Here is the last part:
Waking up in Swaziland - to the racket made by critters outside the windows.
While on the road, we were stopped by some enterprising kids, who put togeter a flag to wave down wayward travelers. We fell for it - of course. Darryl had some candy wiht him just for the occasion.
We visited the Ngwenya glass factory. Work there requires a lot of craftsmanship and artisanship - but also a lot of stamina. In that heat!
Traveling south-west, toward South-African border.
Passing a bus stop, with people wating for the ubiquitous taxis.
We were told that there is a whole signal exchange between the prospective passengers and the driver. Different gestures, crossed fingers and such, denote desired destinations. Taxis carry no signs; the driver will simply stop if going in the same direction as requested.

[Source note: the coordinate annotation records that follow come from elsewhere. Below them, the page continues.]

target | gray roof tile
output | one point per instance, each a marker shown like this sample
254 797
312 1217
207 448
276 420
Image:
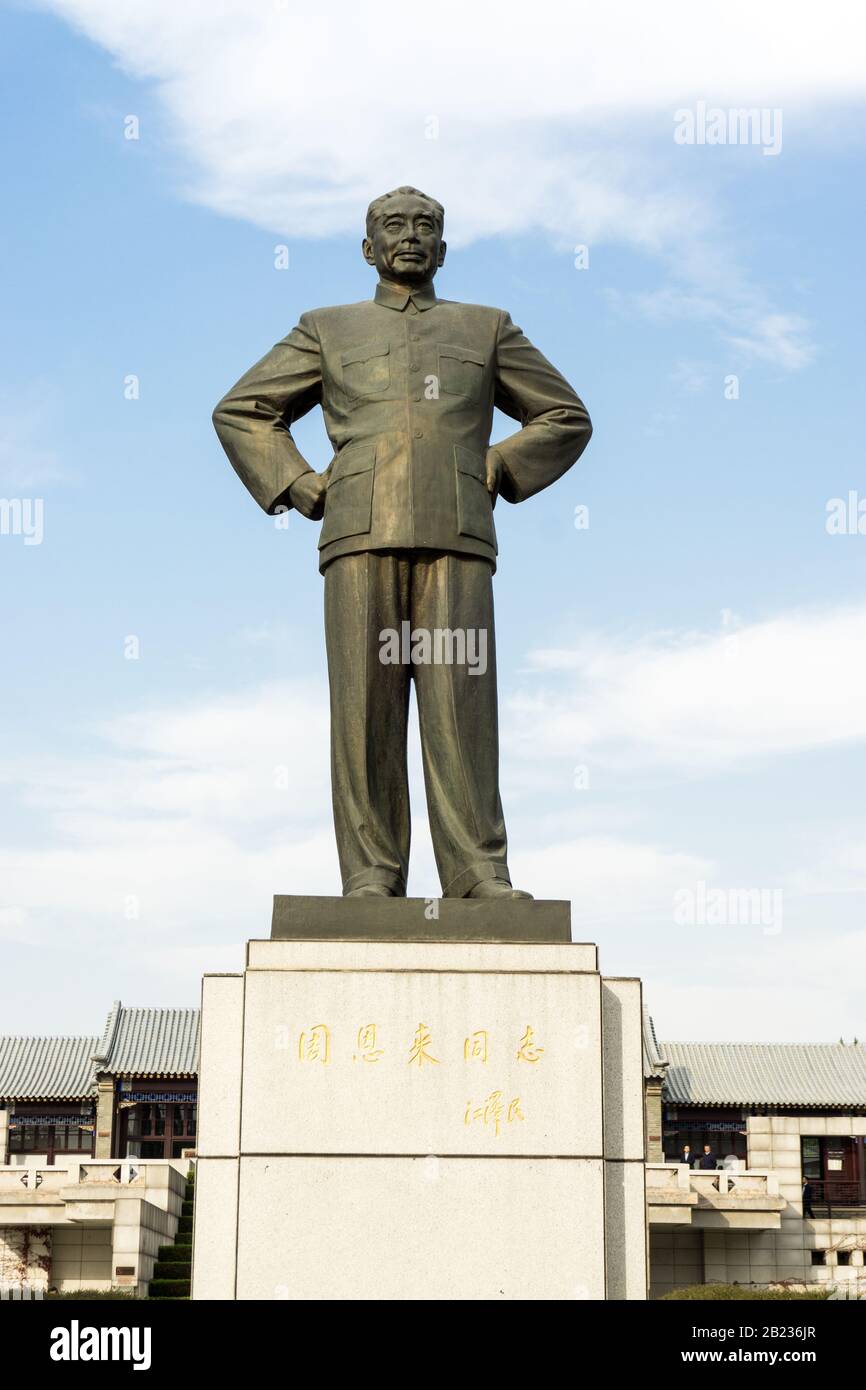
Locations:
827 1075
41 1069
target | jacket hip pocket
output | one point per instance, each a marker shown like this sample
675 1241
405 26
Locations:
366 371
474 506
460 370
349 496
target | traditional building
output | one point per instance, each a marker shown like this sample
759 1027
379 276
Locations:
774 1184
129 1093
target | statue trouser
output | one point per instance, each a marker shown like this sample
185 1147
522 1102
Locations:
402 594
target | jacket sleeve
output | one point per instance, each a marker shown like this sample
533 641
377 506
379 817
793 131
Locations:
555 424
253 419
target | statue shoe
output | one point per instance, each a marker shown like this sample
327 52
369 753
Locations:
496 888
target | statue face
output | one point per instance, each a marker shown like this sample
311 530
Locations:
406 245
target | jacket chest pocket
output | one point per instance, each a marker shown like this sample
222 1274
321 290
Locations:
460 370
349 496
366 371
474 506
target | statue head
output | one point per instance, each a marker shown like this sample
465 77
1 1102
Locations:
405 236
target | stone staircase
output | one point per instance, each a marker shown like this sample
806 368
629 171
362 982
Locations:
173 1271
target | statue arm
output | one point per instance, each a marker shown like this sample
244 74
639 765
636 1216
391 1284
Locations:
555 423
253 419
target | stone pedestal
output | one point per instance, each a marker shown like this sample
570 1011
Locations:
452 1116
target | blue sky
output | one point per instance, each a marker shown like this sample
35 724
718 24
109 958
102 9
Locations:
698 649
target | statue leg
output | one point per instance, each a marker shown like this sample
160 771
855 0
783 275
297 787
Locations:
452 598
366 594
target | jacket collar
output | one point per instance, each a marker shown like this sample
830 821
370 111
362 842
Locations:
392 298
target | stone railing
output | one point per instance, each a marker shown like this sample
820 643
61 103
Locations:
669 1183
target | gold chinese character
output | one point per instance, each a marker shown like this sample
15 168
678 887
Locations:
419 1048
366 1044
474 1047
528 1051
316 1044
492 1111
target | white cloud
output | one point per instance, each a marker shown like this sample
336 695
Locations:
697 701
560 121
157 855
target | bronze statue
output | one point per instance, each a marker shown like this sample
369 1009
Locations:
407 385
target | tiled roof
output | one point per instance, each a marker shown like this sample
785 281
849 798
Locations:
42 1069
143 1041
654 1062
829 1075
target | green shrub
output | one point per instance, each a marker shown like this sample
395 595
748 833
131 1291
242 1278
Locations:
738 1292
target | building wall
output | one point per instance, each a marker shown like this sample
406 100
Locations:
81 1257
25 1255
688 1255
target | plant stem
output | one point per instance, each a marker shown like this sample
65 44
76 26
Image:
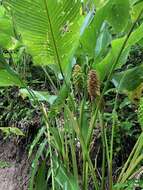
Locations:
103 151
50 148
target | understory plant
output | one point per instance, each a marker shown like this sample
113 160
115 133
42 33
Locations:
85 45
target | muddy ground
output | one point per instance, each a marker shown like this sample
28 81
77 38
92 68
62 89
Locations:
13 165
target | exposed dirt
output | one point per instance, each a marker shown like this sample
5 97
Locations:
13 166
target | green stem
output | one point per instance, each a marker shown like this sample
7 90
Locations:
104 151
50 148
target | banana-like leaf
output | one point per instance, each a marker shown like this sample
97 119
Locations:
50 28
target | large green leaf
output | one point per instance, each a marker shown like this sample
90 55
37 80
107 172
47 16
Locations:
105 65
50 28
116 12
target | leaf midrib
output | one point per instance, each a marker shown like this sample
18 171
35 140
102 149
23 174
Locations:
53 37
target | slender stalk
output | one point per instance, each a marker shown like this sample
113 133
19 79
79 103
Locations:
85 174
50 148
73 153
103 151
49 78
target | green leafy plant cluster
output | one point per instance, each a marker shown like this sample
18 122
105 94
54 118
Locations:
59 36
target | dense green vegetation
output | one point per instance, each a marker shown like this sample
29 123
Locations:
73 71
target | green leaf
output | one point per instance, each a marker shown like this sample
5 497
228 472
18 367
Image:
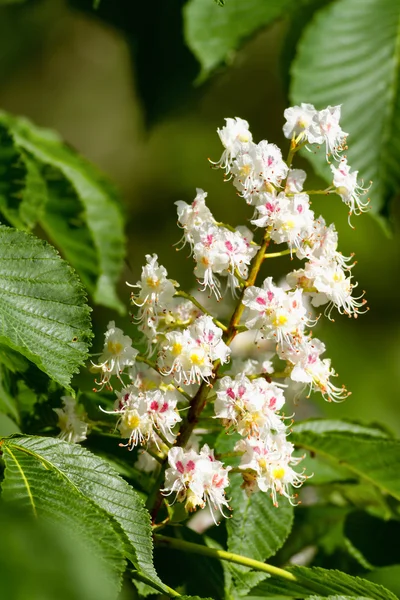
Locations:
194 598
7 401
206 573
65 224
361 528
36 485
340 62
7 426
43 310
12 181
324 582
34 195
365 451
213 34
98 483
95 202
320 526
257 528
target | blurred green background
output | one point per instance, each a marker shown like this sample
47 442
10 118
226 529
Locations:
70 70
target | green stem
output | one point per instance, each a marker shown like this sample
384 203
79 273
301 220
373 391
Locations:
235 320
162 540
193 300
162 588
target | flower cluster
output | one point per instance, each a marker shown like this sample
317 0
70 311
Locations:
217 250
193 358
196 478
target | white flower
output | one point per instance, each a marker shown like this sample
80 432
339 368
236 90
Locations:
269 209
188 355
223 252
348 189
249 407
196 478
161 407
117 354
144 415
295 181
156 290
73 427
310 369
301 124
235 137
270 162
191 217
258 170
277 314
327 283
293 222
329 126
268 466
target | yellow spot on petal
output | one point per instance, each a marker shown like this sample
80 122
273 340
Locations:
278 473
280 320
153 282
176 349
114 347
197 359
132 420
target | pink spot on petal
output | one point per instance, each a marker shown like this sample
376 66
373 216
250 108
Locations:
241 390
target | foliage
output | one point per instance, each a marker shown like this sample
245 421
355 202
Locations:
46 183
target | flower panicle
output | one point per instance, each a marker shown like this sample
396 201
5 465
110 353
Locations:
193 358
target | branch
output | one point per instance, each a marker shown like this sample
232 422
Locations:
162 540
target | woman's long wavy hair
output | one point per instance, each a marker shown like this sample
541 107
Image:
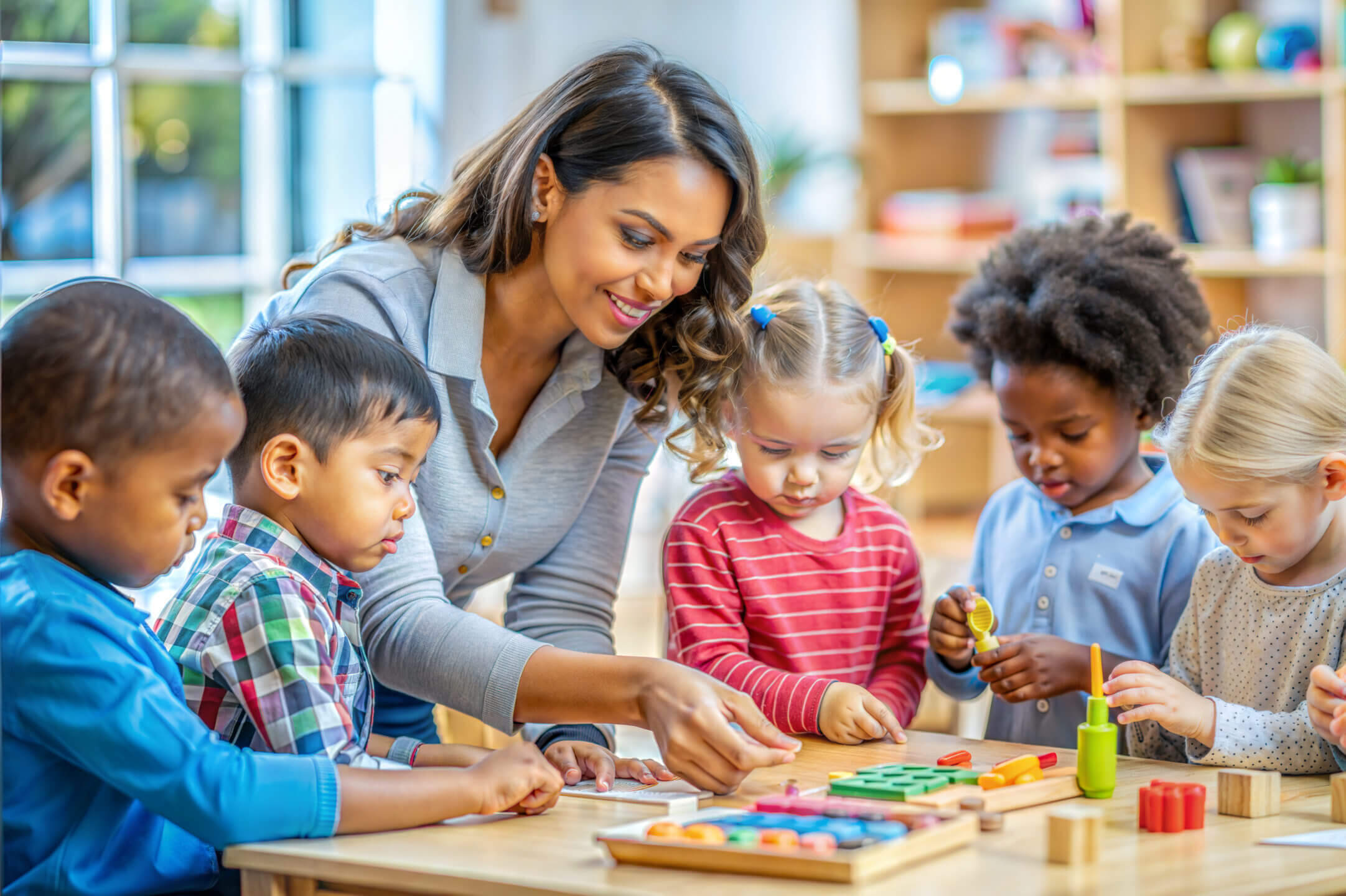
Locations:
622 106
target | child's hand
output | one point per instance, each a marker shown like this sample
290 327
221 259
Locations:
951 638
1326 702
450 755
516 779
851 715
578 759
1033 666
1152 694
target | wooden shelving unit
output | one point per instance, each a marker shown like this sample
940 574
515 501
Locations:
910 142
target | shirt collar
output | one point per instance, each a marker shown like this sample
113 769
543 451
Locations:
1142 508
266 534
457 319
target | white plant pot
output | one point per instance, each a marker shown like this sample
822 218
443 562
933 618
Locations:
1286 217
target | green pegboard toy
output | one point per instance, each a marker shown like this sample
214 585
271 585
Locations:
899 782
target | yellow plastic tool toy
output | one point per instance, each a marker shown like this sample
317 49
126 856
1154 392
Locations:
980 620
1021 770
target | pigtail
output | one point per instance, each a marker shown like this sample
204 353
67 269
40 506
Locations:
901 436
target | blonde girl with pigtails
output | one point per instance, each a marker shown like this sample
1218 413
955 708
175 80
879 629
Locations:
785 577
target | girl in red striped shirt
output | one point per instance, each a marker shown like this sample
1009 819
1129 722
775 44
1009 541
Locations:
785 579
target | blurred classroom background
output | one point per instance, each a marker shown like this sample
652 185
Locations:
194 146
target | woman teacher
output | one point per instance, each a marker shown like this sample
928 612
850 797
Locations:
584 258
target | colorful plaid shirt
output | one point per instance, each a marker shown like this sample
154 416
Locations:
267 634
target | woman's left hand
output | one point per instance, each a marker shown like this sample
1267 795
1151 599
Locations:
1150 693
579 759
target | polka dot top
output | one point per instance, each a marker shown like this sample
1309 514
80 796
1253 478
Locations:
1251 646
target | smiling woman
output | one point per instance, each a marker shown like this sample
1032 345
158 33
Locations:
587 256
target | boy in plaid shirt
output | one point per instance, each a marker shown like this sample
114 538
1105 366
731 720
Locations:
267 626
115 412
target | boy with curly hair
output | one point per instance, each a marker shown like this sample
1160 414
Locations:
1083 330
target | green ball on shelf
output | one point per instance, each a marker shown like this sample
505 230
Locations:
1233 42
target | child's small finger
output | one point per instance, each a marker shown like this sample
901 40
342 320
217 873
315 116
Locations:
1135 679
563 758
1329 681
1133 666
660 770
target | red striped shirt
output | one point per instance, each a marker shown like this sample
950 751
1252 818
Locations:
780 615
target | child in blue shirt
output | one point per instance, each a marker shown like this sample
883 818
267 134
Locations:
1083 331
113 415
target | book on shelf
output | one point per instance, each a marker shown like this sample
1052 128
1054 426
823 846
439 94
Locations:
1212 186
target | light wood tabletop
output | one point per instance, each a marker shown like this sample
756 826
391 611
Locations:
555 853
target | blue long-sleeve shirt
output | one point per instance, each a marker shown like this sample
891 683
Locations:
1118 575
111 783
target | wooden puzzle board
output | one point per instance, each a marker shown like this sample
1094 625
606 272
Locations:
628 844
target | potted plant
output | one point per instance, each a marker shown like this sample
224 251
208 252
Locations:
1287 206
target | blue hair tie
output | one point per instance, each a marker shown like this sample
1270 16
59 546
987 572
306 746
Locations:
881 330
762 315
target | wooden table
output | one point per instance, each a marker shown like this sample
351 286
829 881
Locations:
555 853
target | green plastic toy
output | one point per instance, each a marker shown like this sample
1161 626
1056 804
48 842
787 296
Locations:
1097 739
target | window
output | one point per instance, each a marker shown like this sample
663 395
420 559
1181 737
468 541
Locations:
194 146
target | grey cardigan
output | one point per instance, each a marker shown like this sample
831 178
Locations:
554 509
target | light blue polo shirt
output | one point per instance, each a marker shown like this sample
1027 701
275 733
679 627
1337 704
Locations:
1118 575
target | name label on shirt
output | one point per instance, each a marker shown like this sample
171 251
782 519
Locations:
1105 576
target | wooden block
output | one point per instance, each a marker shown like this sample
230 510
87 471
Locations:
1250 794
1075 834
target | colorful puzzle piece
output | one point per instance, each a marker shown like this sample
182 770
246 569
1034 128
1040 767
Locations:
899 781
832 808
781 832
1170 808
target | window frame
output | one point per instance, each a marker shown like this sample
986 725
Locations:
264 68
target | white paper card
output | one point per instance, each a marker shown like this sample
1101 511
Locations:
1333 839
1105 576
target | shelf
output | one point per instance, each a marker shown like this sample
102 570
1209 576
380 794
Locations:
915 254
1247 263
1175 89
938 254
912 96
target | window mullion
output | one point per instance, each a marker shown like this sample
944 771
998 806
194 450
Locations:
110 190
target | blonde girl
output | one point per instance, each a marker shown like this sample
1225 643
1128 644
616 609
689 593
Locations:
783 577
1258 441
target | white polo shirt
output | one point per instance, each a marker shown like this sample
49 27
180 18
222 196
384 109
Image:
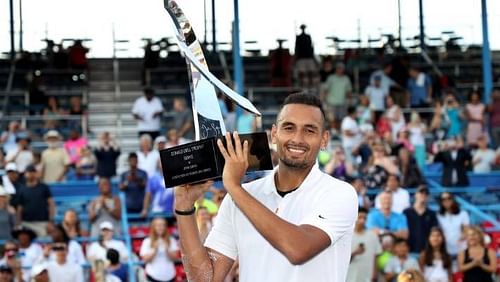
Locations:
146 110
321 201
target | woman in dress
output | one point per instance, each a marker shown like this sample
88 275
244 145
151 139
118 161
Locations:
159 251
475 113
477 262
452 221
435 261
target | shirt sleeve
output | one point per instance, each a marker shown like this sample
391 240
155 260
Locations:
173 246
135 107
335 212
222 236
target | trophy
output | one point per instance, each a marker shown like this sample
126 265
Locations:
201 160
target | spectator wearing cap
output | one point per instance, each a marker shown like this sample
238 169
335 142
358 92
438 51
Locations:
98 250
382 220
305 65
116 268
74 146
61 269
133 183
55 160
147 110
336 90
30 252
419 86
74 251
8 137
7 216
106 153
420 220
400 197
22 156
39 273
35 204
10 267
12 181
106 207
147 156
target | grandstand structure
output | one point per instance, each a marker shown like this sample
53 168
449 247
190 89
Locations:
109 87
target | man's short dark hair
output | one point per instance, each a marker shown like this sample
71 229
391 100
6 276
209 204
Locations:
362 210
149 91
304 99
113 256
351 110
400 241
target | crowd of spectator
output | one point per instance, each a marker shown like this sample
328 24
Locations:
382 145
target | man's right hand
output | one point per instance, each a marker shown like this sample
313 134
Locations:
186 195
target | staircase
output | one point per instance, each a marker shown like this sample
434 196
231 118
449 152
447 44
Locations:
110 105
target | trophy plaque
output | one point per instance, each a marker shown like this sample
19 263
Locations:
201 160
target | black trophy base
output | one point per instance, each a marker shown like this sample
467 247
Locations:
201 160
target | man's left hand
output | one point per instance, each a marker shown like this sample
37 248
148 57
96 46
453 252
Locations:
236 158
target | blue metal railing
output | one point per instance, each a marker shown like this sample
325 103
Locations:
474 210
126 235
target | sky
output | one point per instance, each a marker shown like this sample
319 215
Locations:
260 20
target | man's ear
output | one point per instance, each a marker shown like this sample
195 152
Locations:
325 138
273 134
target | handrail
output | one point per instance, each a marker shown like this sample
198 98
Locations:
126 235
468 206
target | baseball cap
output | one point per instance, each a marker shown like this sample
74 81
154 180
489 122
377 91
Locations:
5 268
52 134
11 167
106 225
2 191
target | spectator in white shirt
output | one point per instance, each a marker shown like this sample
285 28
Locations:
147 157
158 251
483 158
22 156
400 197
351 134
98 250
29 251
147 110
73 250
62 270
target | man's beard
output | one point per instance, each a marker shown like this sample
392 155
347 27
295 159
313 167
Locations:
294 164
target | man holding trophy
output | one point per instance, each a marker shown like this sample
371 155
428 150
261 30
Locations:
295 224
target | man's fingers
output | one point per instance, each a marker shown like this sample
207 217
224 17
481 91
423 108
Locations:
237 145
245 150
222 149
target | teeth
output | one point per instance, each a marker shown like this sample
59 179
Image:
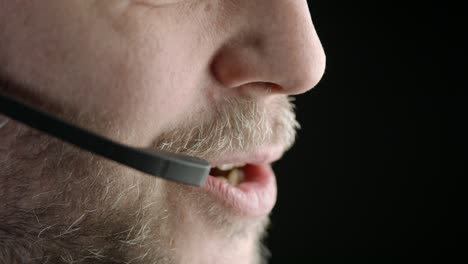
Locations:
222 178
228 167
235 177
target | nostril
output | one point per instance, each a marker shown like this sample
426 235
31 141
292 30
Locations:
260 88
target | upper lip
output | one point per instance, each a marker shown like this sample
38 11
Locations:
264 156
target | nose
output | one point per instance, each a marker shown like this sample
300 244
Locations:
276 49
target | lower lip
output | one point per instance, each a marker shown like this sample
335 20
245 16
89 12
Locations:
255 196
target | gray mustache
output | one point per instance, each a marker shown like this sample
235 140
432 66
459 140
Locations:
236 125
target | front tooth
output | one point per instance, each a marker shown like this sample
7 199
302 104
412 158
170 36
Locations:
222 178
226 167
235 177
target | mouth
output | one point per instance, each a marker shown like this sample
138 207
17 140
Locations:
244 184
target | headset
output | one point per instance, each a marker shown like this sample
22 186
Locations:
171 166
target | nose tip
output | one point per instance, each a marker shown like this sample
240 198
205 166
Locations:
306 68
283 50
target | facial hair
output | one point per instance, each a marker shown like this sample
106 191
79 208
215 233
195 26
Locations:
64 205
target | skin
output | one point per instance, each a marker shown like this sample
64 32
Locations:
138 72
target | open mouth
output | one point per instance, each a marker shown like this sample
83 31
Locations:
247 189
232 174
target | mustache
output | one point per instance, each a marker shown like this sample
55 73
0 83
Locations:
235 125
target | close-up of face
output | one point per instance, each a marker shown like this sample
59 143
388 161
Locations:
208 78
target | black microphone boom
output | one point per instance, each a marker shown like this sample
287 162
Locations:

Back at South African border crossing.
And the public-service messages, necessary due to the unfortunate conditions.
The day's destination was the resort town of St. Lucia. Again, the bikes were happy: each with own car port. (Bike port?).
Talking about eclectic cultural mix: from Eisbein (pig's knuckle) through curry, to pizza, up to ... crocodile?
Still some time left in the day for an evening cruise in the St. Lucia marine park wetlands. Here are some random photos for your enjoyment.
Next day was a rest-day. Coincidentally, it was the only rainy day of the trip. We signed up for a safari tour of the Hluhluwe Park.
Our guide, a stocky ex-Zimbabwean, started by setting us up with an early morning breakfast and coffee. Very civilized.
Here, the guide is holding forth on differences between feces of various animals. Needless to say, lunch is forthcoming...
Back in St. Lucia, at the hotel, enjoying the monkeys (?) racing across roofs.
And that's it. We spent one more day on the road, pressing on to Pretoria. Long, high-speed run through farmland was not conducive to taking memorable pictures.
Still, I captured this sign at a construction site. Aren't regional varieties of language amusing?
We returned the bikes, bid good-bye to our SAMA friends and next day traveled by car to Johannesburg to catch our flights out.
No more local color: the roads and the city skyline would not be out of place in any develped country... the air of exotica long gone.
Occasionally, though, a reminder of Johannesburg origins and even current economical base peeked out between the buildings and trees: shafts connecting to mines under the city.
That's all, folks. Hope you enjoyed this.